At a recent HTA retail management group meeting, it was revealed garden centres were increasingly being used as a focus for the community they served.
Increased visits by grandparents and grandchildren were noticed during the school holidays, while many reported networks of mothers meeting for coffee, as well as business meetings being held.
More community groups were using on-site lecture rooms, in addition to various education and training courses offered by garden centres. Centres are taking this further by offering crafts and drop-in activities, and running lectures or events, with the aim to drive additional footfall and sales.

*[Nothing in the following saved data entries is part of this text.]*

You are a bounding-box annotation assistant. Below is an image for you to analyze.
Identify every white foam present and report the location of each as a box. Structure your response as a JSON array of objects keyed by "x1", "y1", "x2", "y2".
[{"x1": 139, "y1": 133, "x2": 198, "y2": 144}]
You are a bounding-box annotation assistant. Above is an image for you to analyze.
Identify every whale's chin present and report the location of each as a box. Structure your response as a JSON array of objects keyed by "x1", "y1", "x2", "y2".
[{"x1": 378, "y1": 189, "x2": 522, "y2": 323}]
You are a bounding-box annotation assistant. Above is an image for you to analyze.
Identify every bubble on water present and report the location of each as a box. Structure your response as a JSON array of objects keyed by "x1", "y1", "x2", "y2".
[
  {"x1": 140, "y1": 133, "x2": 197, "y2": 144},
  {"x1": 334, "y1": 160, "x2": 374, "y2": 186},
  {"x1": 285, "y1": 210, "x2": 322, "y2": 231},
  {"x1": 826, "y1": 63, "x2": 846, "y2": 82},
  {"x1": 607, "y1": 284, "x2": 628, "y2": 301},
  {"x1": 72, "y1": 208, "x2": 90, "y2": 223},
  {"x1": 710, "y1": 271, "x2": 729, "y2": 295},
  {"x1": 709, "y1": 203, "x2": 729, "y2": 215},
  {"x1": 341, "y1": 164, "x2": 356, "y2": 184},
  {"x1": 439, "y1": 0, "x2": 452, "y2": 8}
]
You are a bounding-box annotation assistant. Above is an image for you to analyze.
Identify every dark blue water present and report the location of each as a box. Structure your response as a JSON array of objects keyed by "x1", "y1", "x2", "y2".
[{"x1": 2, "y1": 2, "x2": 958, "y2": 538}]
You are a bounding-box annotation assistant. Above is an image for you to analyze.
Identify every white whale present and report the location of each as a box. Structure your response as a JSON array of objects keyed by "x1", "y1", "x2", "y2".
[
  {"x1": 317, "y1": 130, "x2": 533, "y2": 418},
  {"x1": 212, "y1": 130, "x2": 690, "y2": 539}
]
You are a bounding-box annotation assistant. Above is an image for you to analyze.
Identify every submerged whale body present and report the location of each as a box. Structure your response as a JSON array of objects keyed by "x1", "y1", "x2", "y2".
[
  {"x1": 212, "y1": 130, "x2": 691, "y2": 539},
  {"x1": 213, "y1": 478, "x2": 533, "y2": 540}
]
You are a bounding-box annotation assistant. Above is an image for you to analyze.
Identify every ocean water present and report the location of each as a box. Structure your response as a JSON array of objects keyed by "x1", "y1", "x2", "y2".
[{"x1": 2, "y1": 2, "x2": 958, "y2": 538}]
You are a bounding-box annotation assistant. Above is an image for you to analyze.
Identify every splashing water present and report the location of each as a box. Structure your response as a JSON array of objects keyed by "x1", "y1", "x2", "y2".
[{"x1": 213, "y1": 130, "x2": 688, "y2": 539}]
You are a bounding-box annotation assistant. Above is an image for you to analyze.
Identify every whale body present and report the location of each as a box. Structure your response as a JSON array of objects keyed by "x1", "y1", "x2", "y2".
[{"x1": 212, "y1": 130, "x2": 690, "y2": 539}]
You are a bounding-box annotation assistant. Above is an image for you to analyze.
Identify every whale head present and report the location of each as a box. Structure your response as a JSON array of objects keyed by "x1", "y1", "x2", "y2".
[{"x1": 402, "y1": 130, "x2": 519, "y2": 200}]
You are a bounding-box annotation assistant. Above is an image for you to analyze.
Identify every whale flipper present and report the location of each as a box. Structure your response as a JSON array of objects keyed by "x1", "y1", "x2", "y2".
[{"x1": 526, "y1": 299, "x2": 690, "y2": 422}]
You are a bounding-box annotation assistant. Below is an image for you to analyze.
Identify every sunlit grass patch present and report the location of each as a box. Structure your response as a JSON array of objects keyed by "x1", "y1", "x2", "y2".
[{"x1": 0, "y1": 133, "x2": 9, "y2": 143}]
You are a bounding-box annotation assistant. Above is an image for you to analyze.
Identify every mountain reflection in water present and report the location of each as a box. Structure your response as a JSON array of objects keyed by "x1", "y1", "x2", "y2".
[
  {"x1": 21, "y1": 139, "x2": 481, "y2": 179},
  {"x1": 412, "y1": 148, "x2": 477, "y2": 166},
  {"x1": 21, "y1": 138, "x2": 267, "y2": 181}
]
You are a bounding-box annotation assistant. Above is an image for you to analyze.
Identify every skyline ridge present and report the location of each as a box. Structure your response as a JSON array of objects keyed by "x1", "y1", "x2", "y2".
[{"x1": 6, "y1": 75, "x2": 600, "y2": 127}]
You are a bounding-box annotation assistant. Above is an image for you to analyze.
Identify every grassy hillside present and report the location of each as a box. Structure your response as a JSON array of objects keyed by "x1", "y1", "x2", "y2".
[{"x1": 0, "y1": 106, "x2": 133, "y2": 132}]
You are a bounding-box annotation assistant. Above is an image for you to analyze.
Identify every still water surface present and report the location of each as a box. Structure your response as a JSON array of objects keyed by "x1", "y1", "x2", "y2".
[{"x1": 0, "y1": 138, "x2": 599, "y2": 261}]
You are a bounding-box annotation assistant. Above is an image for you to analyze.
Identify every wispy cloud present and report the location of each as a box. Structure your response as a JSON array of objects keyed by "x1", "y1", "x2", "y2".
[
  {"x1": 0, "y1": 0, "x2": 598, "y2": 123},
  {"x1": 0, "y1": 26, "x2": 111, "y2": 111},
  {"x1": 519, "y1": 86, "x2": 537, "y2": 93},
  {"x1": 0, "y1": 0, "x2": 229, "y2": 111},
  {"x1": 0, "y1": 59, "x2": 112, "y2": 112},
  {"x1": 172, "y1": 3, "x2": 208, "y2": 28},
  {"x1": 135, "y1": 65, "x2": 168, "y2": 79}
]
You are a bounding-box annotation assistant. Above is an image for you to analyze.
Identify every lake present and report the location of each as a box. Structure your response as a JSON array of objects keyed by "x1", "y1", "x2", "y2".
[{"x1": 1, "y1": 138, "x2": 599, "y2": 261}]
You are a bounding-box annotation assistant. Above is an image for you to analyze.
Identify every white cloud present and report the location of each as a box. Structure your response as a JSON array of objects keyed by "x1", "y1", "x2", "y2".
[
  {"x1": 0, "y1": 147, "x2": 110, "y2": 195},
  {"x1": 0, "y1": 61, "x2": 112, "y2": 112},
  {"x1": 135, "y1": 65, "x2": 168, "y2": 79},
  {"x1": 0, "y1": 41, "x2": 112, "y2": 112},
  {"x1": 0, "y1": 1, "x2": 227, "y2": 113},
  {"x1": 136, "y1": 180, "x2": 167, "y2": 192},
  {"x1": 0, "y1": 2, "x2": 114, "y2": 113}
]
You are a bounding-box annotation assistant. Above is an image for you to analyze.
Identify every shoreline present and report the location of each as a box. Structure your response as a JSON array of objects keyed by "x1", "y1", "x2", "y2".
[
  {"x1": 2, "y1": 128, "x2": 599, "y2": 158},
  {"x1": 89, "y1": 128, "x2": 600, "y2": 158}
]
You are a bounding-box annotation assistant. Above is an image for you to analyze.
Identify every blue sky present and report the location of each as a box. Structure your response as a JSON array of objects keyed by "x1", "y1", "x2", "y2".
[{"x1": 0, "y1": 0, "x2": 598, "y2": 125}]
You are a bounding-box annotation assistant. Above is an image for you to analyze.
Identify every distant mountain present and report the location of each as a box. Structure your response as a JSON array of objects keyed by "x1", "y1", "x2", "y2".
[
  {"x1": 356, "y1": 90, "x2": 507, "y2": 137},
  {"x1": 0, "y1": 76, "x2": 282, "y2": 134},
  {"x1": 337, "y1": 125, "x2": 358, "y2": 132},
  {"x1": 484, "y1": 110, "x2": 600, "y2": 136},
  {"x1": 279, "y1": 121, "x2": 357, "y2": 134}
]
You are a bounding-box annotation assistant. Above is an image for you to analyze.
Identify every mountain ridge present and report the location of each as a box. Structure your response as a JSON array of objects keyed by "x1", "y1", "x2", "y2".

London-based Clifton Nurseries events manager Kathleen Sullivan said they ran a series of garden-focused events throughout the summer which helped to bring awareness of the nursery to a bigger audience.
"We see the nursery as an extension of our customer's garden," she said. The events helped extend plants and horticulture to audiences that might not normally have been interested and turned the nursery into a place that did more than sell plants.
Garden centre consultant Andy Campbell agreed there were opportunities for garden centres to become more than a retail outlet through playing a role in informing, educating and entertaining.
"There are a lot of people who are keen to learn more about the garden and gardening. Running events, demonstrations and activities is a good way to build relationships with your customers in the community if you're able to execute it well."
Campbell warned that there was no "one size fits all" option when it came to offering more than just retailing. "If you haven't got the right facilities or resources to put them in or the inclination to do that, or the car park isn't big enough, then it's not right."